Wellness in the COVID era
Before long, wellness will be measured by more than the macabre checklist of curve-flattening behavior that’s defined life under Covid-19. Soon our well-being will demand more – the presence of a positive, not just the absence of a negative.
It’s a golden opportunity to restart life down a healthier path. But how? Before the coronavirus, 2020 actually had been a good year for wellness in medical journals. As we regain mobility, these studies are worth recalling. Wellness is closer than you might think.
According to leading lights, our long-term welfare is tied in no small part to having friends, exercising regularly and drinking coffee. Laughter, lunges and lattes – could it really be that simple? I think so.
Earlier this year, The Wall Street Journal cited a Harvard study focusing on the importance of male friendship. According to the research, the single best predictor of a man’s health and happiness at 80 is not his stores of wealth or professional acclaim. It’s his friendships at age 50.

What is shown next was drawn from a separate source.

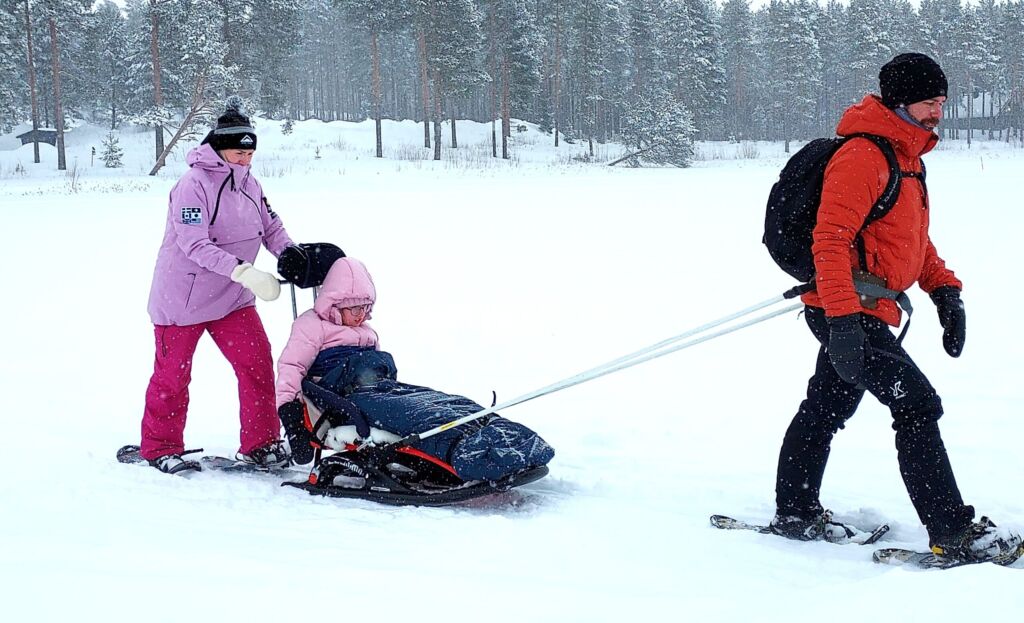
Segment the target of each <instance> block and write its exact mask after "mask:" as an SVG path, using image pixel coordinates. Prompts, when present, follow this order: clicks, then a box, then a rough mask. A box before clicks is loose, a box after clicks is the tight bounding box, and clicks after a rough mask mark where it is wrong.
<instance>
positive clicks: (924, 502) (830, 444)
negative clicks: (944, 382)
mask: <svg viewBox="0 0 1024 623" xmlns="http://www.w3.org/2000/svg"><path fill="white" fill-rule="evenodd" d="M805 319H806V320H807V325H808V326H809V327H810V329H811V332H812V333H814V337H815V338H817V340H818V342H820V343H821V347H820V348H819V349H818V360H817V364H816V367H815V369H814V376H812V377H811V380H810V382H809V383H808V387H807V399H805V400H804V402H803V403H801V405H800V410H799V411H798V412H797V416H796V417H795V418H794V419H793V422H792V423H791V424H790V428H788V429H787V430H786V432H785V438H784V440H783V441H782V449H781V452H780V453H779V457H778V471H777V474H776V481H775V502H776V506H777V508H778V513H779V514H784V515H798V516H803V517H806V518H810V517H812V516H815V515H816V514H819V513H820V512H821V503H820V501H819V499H818V495H819V492H820V489H821V479H822V476H823V475H824V470H825V463H826V462H827V461H828V452H829V449H830V447H831V439H833V435H835V434H836V432H837V431H838V430H839V429H840V428H842V427H843V425H844V423H845V422H846V420H848V419H849V418H850V417H851V416H852V415H853V413H854V411H855V410H856V409H857V405H859V404H860V400H861V399H862V398H863V397H864V390H865V388H866V390H867V391H869V392H870V393H871V396H873V397H874V398H876V399H878V400H879V402H880V403H882V404H883V405H885V406H886V407H888V408H889V409H890V411H891V412H892V416H893V429H895V430H896V452H897V457H898V459H899V468H900V473H901V474H902V476H903V483H904V484H905V485H906V490H907V493H909V494H910V500H911V502H913V506H914V508H915V509H916V510H918V515H919V516H920V517H921V522H922V523H923V524H924V525H925V527H926V528H927V529H928V535H929V537H930V539H931V541H932V543H935V542H937V541H943V540H944V539H945V538H947V537H949V536H951V535H954V534H956V533H957V532H959V531H961V530H963V529H964V528H965V527H966V526H967V525H968V524H970V523H971V520H973V518H974V508H973V507H972V506H967V505H965V504H964V500H963V498H962V497H961V493H959V490H958V489H957V487H956V480H955V477H954V476H953V471H952V467H951V466H950V464H949V457H948V456H947V455H946V448H945V446H944V445H943V444H942V437H941V435H940V434H939V425H938V420H939V417H941V416H942V402H941V401H940V400H939V397H938V394H936V393H935V389H934V388H932V385H931V383H929V381H928V378H926V377H925V374H924V373H923V372H922V371H921V370H920V369H919V368H918V366H916V365H914V363H913V361H911V360H910V357H909V356H908V355H907V354H906V351H905V350H904V349H903V347H902V346H901V345H900V344H899V343H898V342H897V340H896V337H895V336H894V335H893V333H892V331H890V329H889V327H888V326H887V325H886V324H885V323H883V322H882V321H880V320H878V319H877V318H873V317H870V316H864V315H861V326H862V327H863V328H864V332H865V333H866V334H867V346H866V348H865V358H864V360H865V361H864V372H863V375H862V378H861V381H860V383H859V384H857V385H851V384H850V383H847V382H846V381H844V380H843V379H841V378H840V377H839V375H838V374H837V373H836V370H835V369H834V368H833V366H831V363H830V362H829V361H828V352H827V351H826V345H827V344H828V323H827V321H826V320H825V315H824V310H823V309H821V308H819V307H811V306H808V307H806V309H805Z"/></svg>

Closing in as I am on the half-century mark, this caught my eye. For although I’m not a Rockefeller, I’ve always felt like one of the richest guys in town. Harvard showed me why: I am blessed with many friends. We stay in touch daily, and see each other frequently. Sure, it’s more Zoom than real presence lately, but we make the time. Lonely I am not.
Not to be outdone, Yale and Oxford published their own research in The Lancet. They show how exercise may be more important than economic status to long-term mental health. Nor is all exercise created equal.
Group activities appear to have a more salubrious effect on wellness than solitary training. Money, it seems, cannot buy happiness, but according to Yale and Oxford, a running club can kick in a nice down-payment.
Lucky me. Those friends I mentioned make up my exercise group. We try to meet early every Tuesday, Thursday and Saturday mornings, before our families have stirred for an hour or so of fitness – no gym required – and fellowship. While our routine has been disrupted by the coronavirus, we have developed workarounds and reengaged with renewed gratitude.
Perhaps the best news came from The New York Times, which reported drinking 3 to 5 daily cups of coffee actually may be good for you. Coffee imbibed in moderation is associated with an overall lower risk of mortality.
More good fortune. My first cup is a pre-dawn stimulant, which means I literally run on coffee. After workout and particularly on Saturdays, my buddies and I drink it down together over breakfast, in quantities that move Arabica futures. Soon we’ll get to do that again.
So you see why I’m so happy despite this dreadful coronavirus. It will pass, and these three important Fs going forward -Friendship, Fitness and French Press – are things I already value dearly. I just didn’t realize they might end up saving my life.
Remember that as you reemerge from quarantine. Reconnect with an old friend, or make a new one. Together, do whatever exercise your bodies allow. And when it’s all over, enjoy a good cup of joe. You’ll be glad you did.
Mike Kerrigan, a Charlotte attorney, writes regularly for the Opinion pages.